Summary: How the Trinity shapes our relationships.
Today we come to our last study on the Trinity. Three things we shall be doing (1) looking at the Trinity as a model for understanding ourselves; (2) then the Trinity as the foundation for building godly relationships; (3) the priority of trinitarian love.
‘I’m not a simple person. I have a complexity of feelings, often I do not understand why I am or who I am. My mind runs away from me. There is a depth to me that I do not know and which I cannot share because I do not fully understand. The universe within me is the size of universe around me, and both are uncharted and both are littered with surprises. Yet I persevere with my complexity, because I have no choice and I live for the day when I shall fully understand the real me’.
The essence of a person, Mounier insists, is indefinable. The French philosopher goes onto say that our person is a ‘living activity of self-creation, of communication and attachment, that grasps and knows itself’. The Teacher in the Book of Ecclesiastes says that ‘God has set eternity in the hearts of men; yet they cannot fathom what God has done from beginning to end’ (Ecc 3:11). There is a indefinable mystery about our person. And so we ask, ‘who am I’?
The complexity of our personality is a reminder that we are made in the image and likeness of God. Or to put it another way, ‘since God is beyond understanding, his icon within humanity is also incomprehensible’ (Kallistos Ware). We are God’s workmanship, his icon created in his image, and so our nature reflects the complexity and mystery of God himself.
But all is not lost, for we can understand ourselves as theological beings. And this understanding emerges from the gospel of the Lord Jesus Christ. As one of the early Church Fathers puts it, ‘man realises his true existence in the measure in which he is raised up towards God and is united with him’ (Nellas).
When we look at Jesus, we see an undefiled person. Jesus is the measure of humanity. He is the litmus test for life. Christ is in the image of God, and male and female are in the image of Christ. Man is a creator because he is in the image of the supreme Creator. Man rules the world because he is made in the image of Christ, the Almighty Ruler. Men and women are capable of relationships because we mirror Christ who is a relational person.

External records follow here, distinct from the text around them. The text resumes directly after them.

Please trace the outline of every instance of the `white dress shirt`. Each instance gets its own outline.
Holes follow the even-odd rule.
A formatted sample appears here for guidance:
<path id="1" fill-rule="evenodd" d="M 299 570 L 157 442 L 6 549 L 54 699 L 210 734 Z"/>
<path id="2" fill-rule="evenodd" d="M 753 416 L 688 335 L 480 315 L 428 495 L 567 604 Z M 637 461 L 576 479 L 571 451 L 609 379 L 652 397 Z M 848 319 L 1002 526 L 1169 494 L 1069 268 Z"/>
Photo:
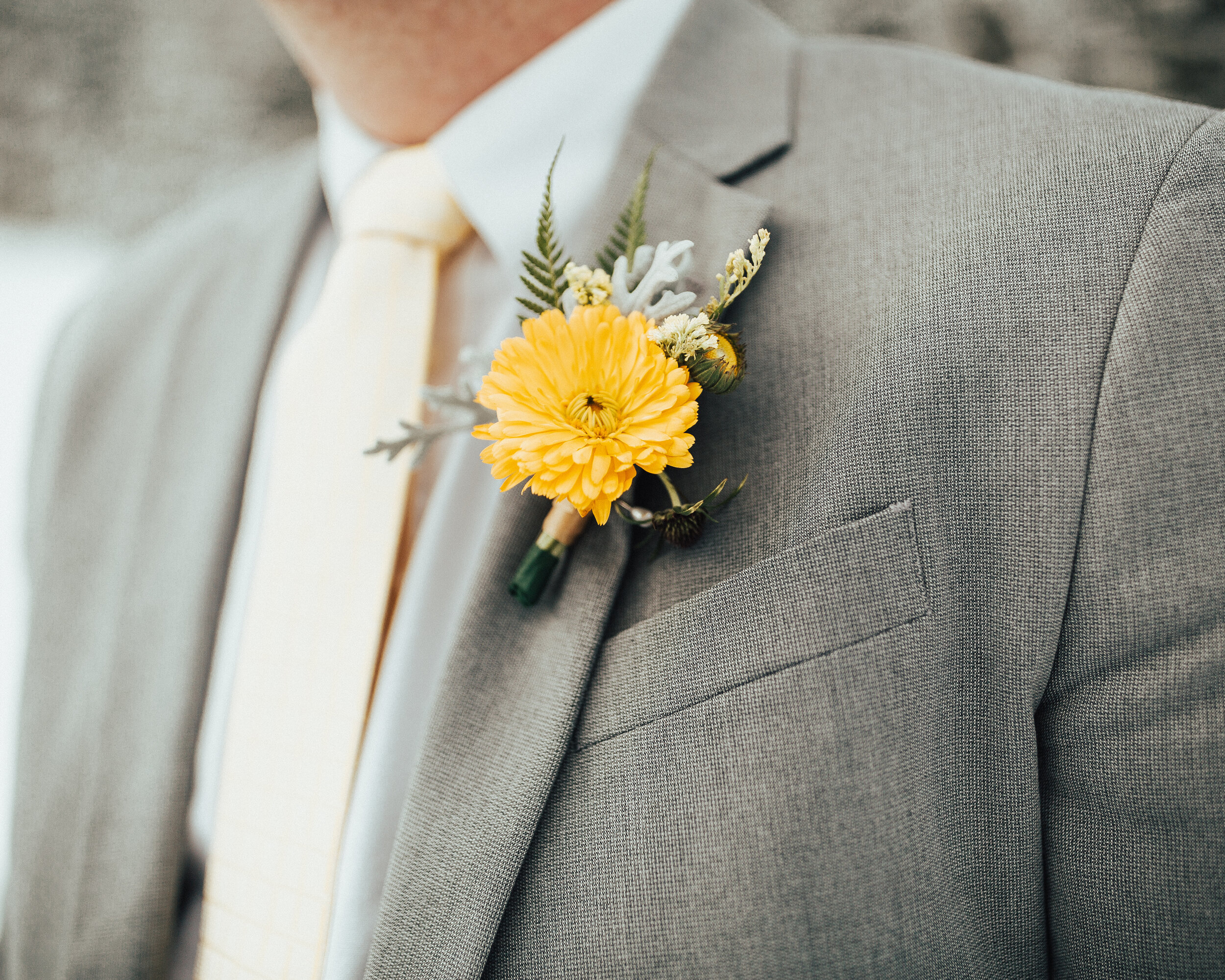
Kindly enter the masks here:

When we enter into union with Christ, we are introduced to the relationships that exist within the Trinity. ‘God is love’ (1 Jn 4:8) means that the relationships with the Trinity are other-centred and sacrificial. The persons within the Trinity enjoy an eternal and joyful communion. In fact, the most wonderful description of the Trinity arises from this binding love, from the other-centeredness of the Trinity as described by Broughton Knox:
'The Father loves the Son and gives him everything. The Son always does that which pleases the Father. The Spirit takes the things of the Son and shows them to us.
We learn from the Trinity that relationship is the essence of reality and therefore the essence of our existence.
We also learn that the way this relationship should be expressed is by concern for others. Within the Trinity itself there is a concern by the persons of the Trinity for one another'.
The Trinity defines our personhood. We are people built for relationships. Indeed, relationships are the ‘essence of reality’. Intellectual truth is not ultimate reality. Ultimate reality is not propositional—reality is not the sum of words and logical conjunctions. Ultimate reality is relational—its personal. It’s about knowing the Son and having life in his name. Relationship is the essence of our existence. When God made this world he spun it out of the web of relationships. God in relationship with his creation, man and woman in relationship with one another, Adam and Eve ruling the world. Relationship is the ‘essence of reality’.
The relationships which exist between the Father, Son and Spirit are the model for our own relationships. God exists in his own community. Father, Son and Spirit exist in a relationship which is never marred by disagreements and disharmony. There’s never been a fight in the Trinity. There’s no name calling and running-down and shouting at the other person. There’s no meanness and selfishness. The universe has never stopped working for a day or two because there’s a stoush between the Spirit and the Son.
The key to understanding relationships is go back to the Trinity and what we see is unity and diversity, oneness and other-centeredness. When we go back to the Trinity, we go back to the original design for human relationships. We need to look at our relationships from this great perspective because it is here we learn the nature of reality. And we see that we are created for relationships which glorify God.